Psoriasis is a chronic inflammatory skin disease involving accelerated proliferation of the epidermis layer of the skin. It generally consists of erythematous, well-demarcated papules and rounded plaques, covered by silver-colored scales.

Diagnostic Standard

Diagnosis from a qualified medical practitioner is required. The diagnosis can be made clinically; no specialized tests are required.

Anatomy and Physiology

The characteristic anatomy of psoriasis is hyperproliferation of the epidermal layer of skin. Epidermal cell turnover at sites affected by psoriasis is approximately 10 times the cell turnover of normal epidermal cells. All types of psoriasis have similar histiological features. Psoriasis develops into characteristic plaques at some time during the disease.

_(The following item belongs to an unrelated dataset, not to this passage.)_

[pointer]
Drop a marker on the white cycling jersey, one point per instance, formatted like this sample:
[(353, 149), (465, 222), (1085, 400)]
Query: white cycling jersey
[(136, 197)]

There are several common variants of psoriasis:

  • guttate psoriasis - where numerous small papular lesions with silvery scaling evolve suddenly over the body, often 1 to 3 weeks after streptococcal pharyngitis;
  • inverse psoriasis - where plaques evolve in intertriginous areas; these plaques lack the typical silver scale because of maceration and moisture;
  • pustular psoriasis - where superficial pustules may stud typical plaques, be confined to the palms and soles, or be associated with a rare generalized erythematous skin condition accompanied by fever and leukocytosis;
  • erythrodermic psoriasis - where there is generalized erythema and scale covering the entire body;
  • psoriasiform - where there are lesions resembling psoriasis.

Clinical Features

Psoriasis is a common skin disease which affects approximately 1% of the general population. It may begin at any age, although the peak age of onset is between ages 15 and 25. Persons with onset at an early age tend to have more severe disease. Those with onset before the age of 40 are likely to be HLA-Cw6 positive; however, not all people with HLA-Cw6 develop psoriasis, and psoriasis occurs in other HLA types. Genetic factors play an important role. About 44% of persons with psoriasis have an affected parent. Racial factors play a more important role than geographical location in the prevalence of psoriasis.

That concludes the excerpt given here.